Infectious disease

The number of infectious disease outbreaks, as well as the variety of diseases, is on the increase. Improved recording of cases, changes in human behaviour and pathogen mutations have all had an effect. With this in mind, it has become more important than ever to focus on the prevention of infectious diseases in health institutions.

The 2014 Ebola outbreak in West Africa dramatically raised awareness of the global burden of infectious disease and raised questions about the preparedness of public health systems.

The statistics relating to infectious disease are staggering:

  • According to the Global Health Policy Centre at the Centre for Strategic and International Studies (CSIS) in Washington D.C. three of the top ten causes of death, or 16 per cent of all deaths each year, are from infectious diseases.
  • At least 30 previously unknown disease agents have been identified since 1973, including HIV, Ebola, Hepatitis C, and Nipah virus, for which no cures are available .
  • In the same period 20 well-known diseases, including tuberculosis (TB), malaria, and cholera, have reemerged or spread geographically, often in more virulent and drug-resistant forms.
A doctor is preparing the surgery of a leg wound

Understanding the statistics

The number of outbreaks, as well as the variety of diseases, has been rising in the past twenty years and governments, health institutions and individuals have all had to adapt their behaviour to try to combat outbreaks.
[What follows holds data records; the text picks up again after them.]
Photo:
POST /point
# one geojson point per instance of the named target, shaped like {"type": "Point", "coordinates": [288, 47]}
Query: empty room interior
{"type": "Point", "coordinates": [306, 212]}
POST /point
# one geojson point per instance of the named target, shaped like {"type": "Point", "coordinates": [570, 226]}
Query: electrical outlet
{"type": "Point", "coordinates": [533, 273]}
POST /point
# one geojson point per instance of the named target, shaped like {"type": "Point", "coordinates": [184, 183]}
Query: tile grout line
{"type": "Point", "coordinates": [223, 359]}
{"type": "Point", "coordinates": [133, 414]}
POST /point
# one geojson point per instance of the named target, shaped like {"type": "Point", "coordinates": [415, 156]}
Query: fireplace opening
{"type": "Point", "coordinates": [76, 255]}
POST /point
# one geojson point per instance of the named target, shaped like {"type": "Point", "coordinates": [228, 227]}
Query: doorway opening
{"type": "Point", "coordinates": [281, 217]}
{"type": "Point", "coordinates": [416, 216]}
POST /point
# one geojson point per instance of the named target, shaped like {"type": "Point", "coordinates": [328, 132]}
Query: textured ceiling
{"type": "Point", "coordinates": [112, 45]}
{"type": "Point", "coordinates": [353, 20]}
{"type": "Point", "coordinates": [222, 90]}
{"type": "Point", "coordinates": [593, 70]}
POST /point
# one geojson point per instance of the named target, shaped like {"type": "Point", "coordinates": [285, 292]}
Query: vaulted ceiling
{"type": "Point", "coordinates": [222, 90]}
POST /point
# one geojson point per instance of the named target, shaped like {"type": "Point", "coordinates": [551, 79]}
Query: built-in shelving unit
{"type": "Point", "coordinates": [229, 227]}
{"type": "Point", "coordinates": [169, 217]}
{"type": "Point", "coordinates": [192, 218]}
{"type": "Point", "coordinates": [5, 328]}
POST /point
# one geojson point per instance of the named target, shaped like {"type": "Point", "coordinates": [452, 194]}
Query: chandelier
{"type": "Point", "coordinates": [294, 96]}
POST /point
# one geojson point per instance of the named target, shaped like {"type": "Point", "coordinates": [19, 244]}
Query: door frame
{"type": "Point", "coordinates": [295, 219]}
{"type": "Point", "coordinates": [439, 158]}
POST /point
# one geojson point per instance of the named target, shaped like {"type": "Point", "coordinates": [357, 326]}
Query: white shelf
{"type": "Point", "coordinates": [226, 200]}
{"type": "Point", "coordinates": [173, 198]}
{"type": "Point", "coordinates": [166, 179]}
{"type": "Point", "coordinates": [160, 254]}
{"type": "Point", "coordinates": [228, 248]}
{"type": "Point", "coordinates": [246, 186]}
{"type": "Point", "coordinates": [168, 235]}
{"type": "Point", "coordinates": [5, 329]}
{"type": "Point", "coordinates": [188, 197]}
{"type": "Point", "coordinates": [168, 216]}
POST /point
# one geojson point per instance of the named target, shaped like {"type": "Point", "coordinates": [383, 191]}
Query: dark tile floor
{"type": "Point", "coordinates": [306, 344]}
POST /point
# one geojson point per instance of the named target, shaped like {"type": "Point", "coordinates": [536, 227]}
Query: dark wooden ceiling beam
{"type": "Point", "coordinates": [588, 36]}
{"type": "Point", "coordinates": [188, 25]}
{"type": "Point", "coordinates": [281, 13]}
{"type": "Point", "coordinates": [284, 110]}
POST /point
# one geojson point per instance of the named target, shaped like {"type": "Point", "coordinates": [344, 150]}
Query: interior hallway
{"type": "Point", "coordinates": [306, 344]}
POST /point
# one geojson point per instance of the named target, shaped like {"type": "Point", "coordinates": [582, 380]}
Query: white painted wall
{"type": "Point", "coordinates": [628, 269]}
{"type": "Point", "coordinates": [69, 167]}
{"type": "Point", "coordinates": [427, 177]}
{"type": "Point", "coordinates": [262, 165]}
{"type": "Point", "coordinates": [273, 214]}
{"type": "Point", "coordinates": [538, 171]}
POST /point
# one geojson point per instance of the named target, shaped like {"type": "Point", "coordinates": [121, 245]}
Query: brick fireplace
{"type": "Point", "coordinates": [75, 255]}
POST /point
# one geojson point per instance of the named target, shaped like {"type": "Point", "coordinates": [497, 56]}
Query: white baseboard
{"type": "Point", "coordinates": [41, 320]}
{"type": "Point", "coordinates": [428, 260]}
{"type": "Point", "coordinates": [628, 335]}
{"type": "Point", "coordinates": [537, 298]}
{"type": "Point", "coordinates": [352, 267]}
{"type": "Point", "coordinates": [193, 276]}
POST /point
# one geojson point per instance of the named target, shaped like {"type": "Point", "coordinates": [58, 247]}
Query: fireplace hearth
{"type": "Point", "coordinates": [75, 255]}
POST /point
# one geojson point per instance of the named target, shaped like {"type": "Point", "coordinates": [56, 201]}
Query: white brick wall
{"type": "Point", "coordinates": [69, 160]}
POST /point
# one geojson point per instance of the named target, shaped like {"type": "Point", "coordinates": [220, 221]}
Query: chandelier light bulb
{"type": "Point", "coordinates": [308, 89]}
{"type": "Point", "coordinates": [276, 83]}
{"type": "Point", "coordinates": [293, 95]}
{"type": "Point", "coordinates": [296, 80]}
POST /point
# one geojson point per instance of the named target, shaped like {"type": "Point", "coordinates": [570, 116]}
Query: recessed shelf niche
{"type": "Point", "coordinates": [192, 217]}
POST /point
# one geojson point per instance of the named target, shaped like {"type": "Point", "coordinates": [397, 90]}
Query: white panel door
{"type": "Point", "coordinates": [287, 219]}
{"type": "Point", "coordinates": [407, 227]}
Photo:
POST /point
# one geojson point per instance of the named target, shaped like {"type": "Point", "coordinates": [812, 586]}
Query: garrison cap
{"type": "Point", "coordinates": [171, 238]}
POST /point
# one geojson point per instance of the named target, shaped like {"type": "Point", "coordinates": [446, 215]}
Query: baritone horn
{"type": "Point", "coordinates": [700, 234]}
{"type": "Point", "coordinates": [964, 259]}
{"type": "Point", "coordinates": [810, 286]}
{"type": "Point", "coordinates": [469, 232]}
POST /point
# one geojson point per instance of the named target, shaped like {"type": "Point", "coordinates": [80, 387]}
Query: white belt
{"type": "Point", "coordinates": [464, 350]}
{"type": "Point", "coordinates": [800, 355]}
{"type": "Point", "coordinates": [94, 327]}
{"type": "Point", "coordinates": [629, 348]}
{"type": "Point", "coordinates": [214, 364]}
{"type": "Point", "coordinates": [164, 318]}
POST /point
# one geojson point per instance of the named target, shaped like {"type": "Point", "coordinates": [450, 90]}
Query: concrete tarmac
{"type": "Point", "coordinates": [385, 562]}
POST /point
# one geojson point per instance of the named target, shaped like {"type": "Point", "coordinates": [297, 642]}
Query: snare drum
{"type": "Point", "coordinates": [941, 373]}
Against this background, the prevention of infectious diseases is of rising importance.

The role of hygiene in infection prevention

A nurse is putting on gloves after disinfecting her hands

It is possible to prevent some kinds of infections, mainly healthcare-associated infections (HAI), by targeted disinfection and hygiene in healthcare facilities .

In order to establish hygiene standards throughout the practice, a deliberate focus on hygiene needs to be established to raise awareness of it as an effective infection prevention method. Which standards need to be implemented, when, depends on the individual case and its infection danger but in most cases, even basic hygiene standards are sufficient.

Promotional activities and visual reminders in relevant places can assist in enhancing compliance. Studies have shown that after the introduction and active promotion of alcoholic hand disinfection, nosocomial infections could be reduced by more than 40%. (Pittet D et al. (2000) Lancet 356: 1307-12.)

The core messages that need to come across are the importance of hand hygiene and disinfection as well as the use of disposable gloves and instruments.

Another factor in improving compliance and, consequently, enhancing infection prevention is to increase employee motivation and training in hygiene management. The introduction of educational training, as well as fostering a culture of feedback and appraisal, can go a long way. Changes in human behaviour are able to constitute to a reduction in nosocomial infections as shown in the report of Chen CY et al. where the introduction of a hand hygiene programme resulted in a decrease of 9% and an increase in compliance to reach 95.6%.

It is evident that the promotion of hygiene management standards as well as the implementation of practical guidelines increases compliance, which, in turn, results in the prevention of infectious disease.